Po Toruniu i Łodzi, siedzibą festiwalu stała się Bydgoszcz. Ale Marek Żydowicz nigdy nie ukrywał, że pozostanie w tym mieście uzależnia od decyzji władz w sprawie budowy centrum festiwalowego. Jego impreza rozrasta się.
— Mamy znakomitych gości z całego świata — mówił podczas uroczystości otwarcia Camerimage. — I ponad 1000 studentów. W tym roku zgłoszono na festiwal 3790 filmów, wybraliśmy z nich 348. Będzie też ponad 50 warsztatów. Tu rozmawiamy o sztuce filmowej bez komercyjnej presji.

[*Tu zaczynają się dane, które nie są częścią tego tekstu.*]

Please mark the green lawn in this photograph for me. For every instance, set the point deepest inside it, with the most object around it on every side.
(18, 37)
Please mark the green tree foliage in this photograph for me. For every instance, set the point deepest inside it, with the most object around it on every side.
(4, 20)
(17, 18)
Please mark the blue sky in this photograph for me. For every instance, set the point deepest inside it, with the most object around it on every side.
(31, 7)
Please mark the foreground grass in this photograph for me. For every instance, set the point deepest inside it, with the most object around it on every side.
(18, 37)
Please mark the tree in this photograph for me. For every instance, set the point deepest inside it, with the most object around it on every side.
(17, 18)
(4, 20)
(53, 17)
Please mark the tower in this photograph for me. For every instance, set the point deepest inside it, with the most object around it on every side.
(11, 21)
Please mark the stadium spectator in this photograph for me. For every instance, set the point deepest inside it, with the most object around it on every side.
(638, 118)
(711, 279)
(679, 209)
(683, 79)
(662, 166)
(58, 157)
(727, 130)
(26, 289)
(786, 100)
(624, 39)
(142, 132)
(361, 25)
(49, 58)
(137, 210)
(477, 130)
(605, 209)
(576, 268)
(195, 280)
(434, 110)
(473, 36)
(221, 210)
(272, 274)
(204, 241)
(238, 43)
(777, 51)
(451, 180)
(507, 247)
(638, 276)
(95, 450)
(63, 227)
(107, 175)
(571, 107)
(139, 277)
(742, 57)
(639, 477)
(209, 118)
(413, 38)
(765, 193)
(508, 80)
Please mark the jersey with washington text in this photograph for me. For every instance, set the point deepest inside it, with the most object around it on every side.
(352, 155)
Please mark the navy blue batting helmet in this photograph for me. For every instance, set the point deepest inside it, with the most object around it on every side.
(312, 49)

Prezydent Bydgoszczy Rafał Wolski podarował Żydowiczowi miniaturkę kinowego fotela: — To symbol tych, dla których wszyscy pracujecie. Widzów. Na festiwalu zawsze brakuje miejsc, więc jest o jedno więcej.
Czy jednak mini-fotel jest zapowiedzią, że zaczną się spełniać sny Marka Żydowicza o centrum z prawdziwego zdarzenia?
Na razie festiwal pęka w szwach. Jest potężną imprezą. Poza konkursem głównym, w którym operatorzy najwybitniejszych filmów walczą o Złote Żaby są tu m.in. rywalizacja studencka o Kijanki, dwa konkursy debiutów — operatorskich i reżyserskich, konkursy wideoklipów, dokumentów krótkich i długich. Filmy nagrodzone w sekcji dokumentalnej, która odbywa się w tym roku pod hasłem „Obraz świata, świat w obrazach" mają prawo ubiegać się o nominacje do Oscarów.